Streaming video on Linux – the state of the art…

OK, I need to watch at streaming video at my Linux desktop and HTPC boxes. This is one of those areas where Winblows and MacOS actually works, and Linux just don’t make it. Yet.
The usecase is simple: the Swedish site svtplay. It’s actually a fantastic site, lot’s of content, good content. And free content.. But this site is similar to lots of other sites out there.  The common denominator is commercial, high-quality content. Sometimes they are free public service sites like svtplay, but most are paid services.

Svtplay uses Flash. A lot of people keep complaining in their support forums about not supporting HTLM5. However. this decision is not theirs, it’s the copyright owners. And since there is no working DRM system for HTML5, they don’t accept it. Full stop. In fact, some of them don’t even like Flash and wants the services to use Silverlight instead, making things even worse for Linux clients. Netflix is one of those services which have been forced to use Silverlight instead of Flash.

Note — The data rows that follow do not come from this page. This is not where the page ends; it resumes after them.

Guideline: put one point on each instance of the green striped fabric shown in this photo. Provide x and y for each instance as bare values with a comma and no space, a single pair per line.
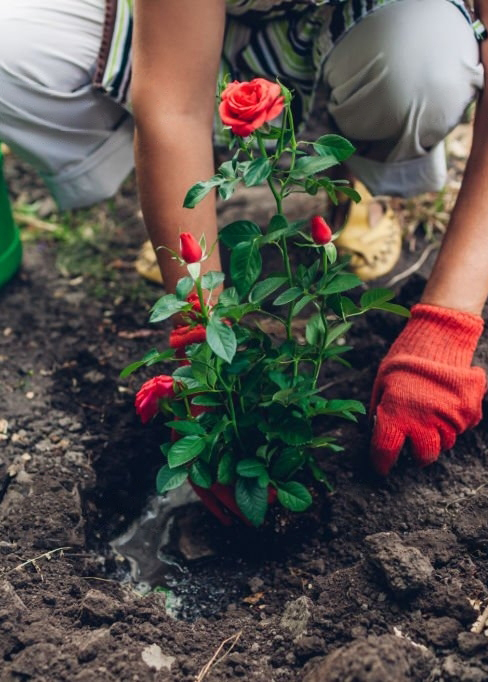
285,39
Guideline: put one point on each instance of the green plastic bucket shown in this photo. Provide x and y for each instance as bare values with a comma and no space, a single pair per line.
10,244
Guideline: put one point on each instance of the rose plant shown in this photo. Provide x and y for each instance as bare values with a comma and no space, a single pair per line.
247,413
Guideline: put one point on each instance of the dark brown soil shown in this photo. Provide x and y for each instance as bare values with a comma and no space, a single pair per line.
383,582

The hardware I use is the typical HTPC stuff: An anemic Intel Atom  paired with an ION GPU. This works perfectly OK using offline, downloaded media with e. g., VLC works fine. But Flash does not work – the plugin is not using hardware acceleration. Actually, at one point Flash did support hardware acceleration (which worked fine for me, on Nvidia). But Adobe  pulled it back. The lack of hardware acceleration in the Flash plugin is the main problem which make Linux just don’t work for this kind of hardware.

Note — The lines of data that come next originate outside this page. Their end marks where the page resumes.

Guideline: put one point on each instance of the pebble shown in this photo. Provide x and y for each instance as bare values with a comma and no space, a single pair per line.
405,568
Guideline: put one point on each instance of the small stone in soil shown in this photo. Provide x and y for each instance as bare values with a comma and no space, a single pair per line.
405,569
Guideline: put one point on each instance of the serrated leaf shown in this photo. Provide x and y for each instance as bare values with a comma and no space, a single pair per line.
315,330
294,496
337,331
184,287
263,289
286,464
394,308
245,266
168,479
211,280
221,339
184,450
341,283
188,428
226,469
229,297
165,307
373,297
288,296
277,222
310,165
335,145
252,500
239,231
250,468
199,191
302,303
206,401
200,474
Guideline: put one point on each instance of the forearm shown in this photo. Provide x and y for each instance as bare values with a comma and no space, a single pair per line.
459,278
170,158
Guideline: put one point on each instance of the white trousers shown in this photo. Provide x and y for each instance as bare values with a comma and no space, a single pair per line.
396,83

So, what’s the alternatives?

• google chrome have a deal with Adobe to deliver an updated Flash plugin called Pepper flash, which might get hardware acceleration one day. See this bug
• The gnash project aim to deliver a fully open-source Flash plugin. They do support hardware acceleration, but is not compatible with the Flash version used in svtplay. Seem to be making slow progress.  See their website
• Mozilla has started the shumway project to display Flash SWF files native in the browser: Blog post. This will not work until Mozilla fixes the use of local codecs (i. e., gstreamer on Linux): post , bug And the shumway plugin needs a new plugin interface scheduled for Firefox 18. Besides all these obstacles, FF actually is able to display a supported video format such as WebM in a fullsreen video on my hardware.
• There’s a good articlle on gnash and shumway here.
• There are  Swedish attempts to fix a downloader for svtplay at huggpunkt.org, svtplay-dl and pirateplay.se . Of these, svtplay-dl looks most promising. It can be piped directly to a viewer like vlc or ffplay except for HLS streams, which must go to disk first.
• Related is that Silverlight seems to work under wine, with some patches: phoronix blog post
• Looking at the silverlight attempt, it strikes me that the flash plugin + Firefox under wine actually might have hardware acceleration. Initial tries fails, missing support for flash, but it shouldn’t be  a big deal given that silverlight works?!
• Virtual Box has (experimental) hardware accelerated windows guest drivers, so has also VMware player. Problem is that Atom isn’t really the CPU to run virtual guests on.

Although things are not that good as of today, there’s really a lot happening here. Seems that real soon, perhaps Q1-13, the silverlight+wine solution will mature and Firefox and/or chrome will be able to present H264 videos using hw accelerated drivers. And all this thanks to Android, WebOS, and Valve ‘s Linux client which have breath some life into the Linux desktop infrastructure.

2013 might be the year when I build my next Linux HTPC, this time on e. g., a Tegra: No watts, no fan, no noise, graphics driver in kernel used also by android and thus maintained.